RE: PROV-ISSUE-249 (two-derivations): Why do we have 3 derivations? [prov-dm]

Luc, Khalid,

I agree with reducing the derivation relations for simplification, and I think Khalid puts the case well. If accounts are just bundles without validity constraints, there is no difference between 1 and n activities. They are just different granularities of description of the same.

I'm not too clear how the imprecise and precise relations now differ. Can't there be different levels of precision (as the provenance becomes less scruffy)? For example, it is more precise to give an identifier for the activity that the derivation is due to, then more precise to give roles of the derivation entities in that activity, then more precise to give attributes of that activity, etc. Each amount of detail asserted allows a more precise reproduction of the activity.

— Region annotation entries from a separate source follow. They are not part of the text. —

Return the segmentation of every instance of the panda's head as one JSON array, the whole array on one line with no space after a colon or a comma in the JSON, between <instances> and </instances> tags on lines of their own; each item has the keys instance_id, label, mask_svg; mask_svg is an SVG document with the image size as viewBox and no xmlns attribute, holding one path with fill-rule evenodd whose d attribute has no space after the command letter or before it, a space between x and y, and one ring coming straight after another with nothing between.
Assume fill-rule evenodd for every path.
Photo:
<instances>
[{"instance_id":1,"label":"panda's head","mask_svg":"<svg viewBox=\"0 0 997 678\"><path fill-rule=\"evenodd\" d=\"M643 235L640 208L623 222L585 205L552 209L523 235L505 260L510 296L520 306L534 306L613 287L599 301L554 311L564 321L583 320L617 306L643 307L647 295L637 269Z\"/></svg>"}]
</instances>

If so, the above could be addressed in different ways. If you would like a concrete proposal: have only one the imprecise form of derivation assertion (wasDerivedFrom), and then a separate assertion to link a derivation to the activity it was due to (wasDerivedBy). All other "precise" information would be asserted using existing record types in the DM.

thanks,
Simon

Dr Simon Miles
Lecturer, Department of Computer Science
Kings College London, WC2R 2LS, UK
+44 (0)20 7848 1166

Modelling the Provenance of Data in Autonomous Systems:
http://eprints.dcs.kcl.ac.uk/1264/
________________________________________
From: Khalid Belhajjame [Khalid.Belhajjame@cs.man.ac.uk]
Sent: 10 February 2012 10:13
To: Provenance Working Group
Cc: Provenance Working Group Issue Tracker
Subject: Re: PROV-ISSUE-249 (two-derivations): Why do we have 3 derivations?  [prov-dm]

+1

I think this proposal will also simplify the model.
The consequence of applying this proposal will also IMO remove some
confusion, by avoiding talking about granularity of the activities
involved in the derivation. In particular, what for one observer can be
imprecise-1, because s/he believes that the activity involved in the
derivation is atomic, can be seen by another observer as imprecise-n,
because s/he believes that the activity involved in the derivation is
composite. Talking simply about precise and imprecise derivation allows
us to avoid this issue.

Khalid

On 09/02/2012 23:11, Provenance Working Group Issue Tracker wrote:
> PROV-ISSUE-249 (two-derivations): Why do we have 3 derivations? [prov-dm]
>
> http://www.w3.org/2011/prov/track/issues/249
>
> Raised by: Luc Moreau
> On product: prov-dm
>
> We currently have 3 derivations:
>
>
> A precise-1 derivation, written wasDerivedFrom(id, e2, e1, a, g2, u1, attrs)
> An imprecise-1 derivation, written wasDerivedFrom(id, e2,e1, t, attrs)
> An imprecise-n derivation, written wasDerivedFrom(id, e2, e1, t, attrs)
>
>
> Imprecise-1/imprecise-1 are distinguished with the attribute prov:steps.
>
> Why do we need 3 derivations?
>
> I believe that imprecise-n derivation is required for the 'scruffy provenance' use case.
>
> I believe that precise-1 derivation is required for the 'proper provenance' use case: in particular, it's a requirement for provenance based reproducibility.
>
> I don't understand why we have imprecise-1.  Why can we just have
> imprecise-n and precise-1?
>
> PS. If we go with this proposal, then they could simply be called imprecise/precise, and we don't need the attribute steps.
>
> PS2. They would essentially be a unqualified and a qualified derivation (in prov-o terminology).
>
>
>
>
>
>

Received on Monday, 13 February 2012 17:30:24 UTC